6.2 Focal lesion mechanism

  • Focal CHI is described as paternally inherited germline mutation “together with post-zygotic loss of normal maternal allele,” creating a localized hyperfunctional β-cell population that can be surgically cured (mittal2024molecularmechanismsunderlying pages 1-2, ouadghiri2025neonatalcongenitalhyperinsulinism pages 5-6, globa2024congenitalhyperinsulinismin pages 2-3).

6.3 Suggested ontology terms

GO biological process (examples): - Regulation of insulin secretion - Glucose homeostasis - Potassium ion transmembrane transport

Cell type (CL) suggestions: - Pancreatic β cell (endocrine pancreas)

(These are standard mechanistic ontology mappings; the retrieved evidence supports β-cell involvement and insulin secretion dysregulation.)


7. Anatomical Structures Affected

  • Primary organ: pancreas (endocrine pancreas/islets; β-cells) (mittal2024molecularmechanismsunderlying pages 1-2, burroni2021earlydiagnosisof pages 1-2).
  • Secondary organ system impacts: central nervous system (hypoglycemia-related seizures and neurodevelopmental sequelae) (banerjee2022congenitalhyperinsulinismin pages 1-2, kristensen2021healthrelatedqualityof pages 1-2).

UBERON suggestions: pancreas; pancreatic islet of Langerhans.


8. Temporal Development

  • Typically congenital/neonatal onset, frequently within the first days/week of life (banerjee2022congenitalhyperinsulinismin pages 1-2, ouadghiri2025neonatalcongenitalhyperinsulinism pages 5-6).
  • Course may be persistent or remit early in some patients; Ukrainian study defined early remission as spontaneous remission by age 2 with 24 months free of hypoglycemia (globa2024congenitalhyperinsulinismin pages 2-3).

9. Inheritance and Population

9.1 Epidemiology (recent quantitative summaries)

  • Incidence reported in a 2022 review: ~1:28,000–1:50,000 in Western populations and up to ~1:2,500 in populations with higher consanguinity (banerjee2022congenitalhyperinsulinismin pages 1-2).
  • A 2024 single-center experience cites Japanese incidence estimates (2017–2018 survey): transient CHI 1 in 13,600 and persistent CHI 1 in 31,600 births (takasawa2024clinicalmanagementof pages 1-6).

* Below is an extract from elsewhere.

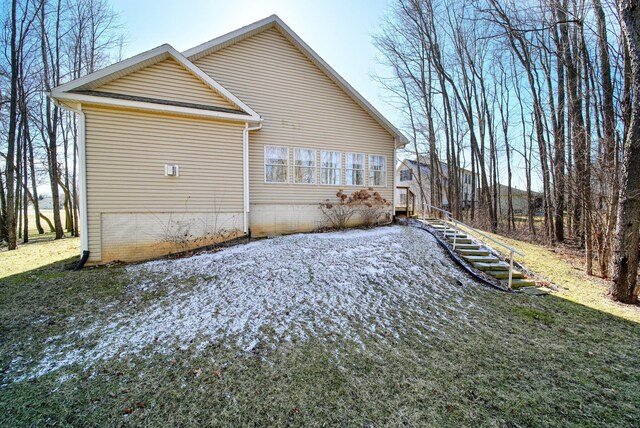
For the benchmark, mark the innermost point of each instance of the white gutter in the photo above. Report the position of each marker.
(393, 198)
(245, 172)
(82, 175)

9.2 Population genetics and heterogeneity

  • In the Ukrainian registry, genetic diagnoses were made in 67.5% (27/40) overall; 86.3% (19/22) in persistent CHI; 44.4% (8/18) in early-remission CHI (globa2024congenitalhyperinsulinismin pages 1-2).
  • Persistent CHI in that registry was exclusively ABCC8/KCNJ11, while early-remission CHI showed broader heterogeneity including syndromic causes (globa2024congenitalhyperinsulinismin pages 1-2).

10. Diagnostics

10.1 Biochemical diagnosis (“critical sample”)

Biochemical characterization during hypoglycemia is central. - Typical critical sample features described include inappropriate insulin and detectable C-peptide, hypoketonemia, low free fatty acids, and positive glycemic response to glucagon, often with high glucose infusion needs (>8–10 mg/kg/min) (ouadghiri2025neonatalcongenitalhyperinsulinism pages 5-6, mittal2024molecularmechanismsunderlying pages 1-2).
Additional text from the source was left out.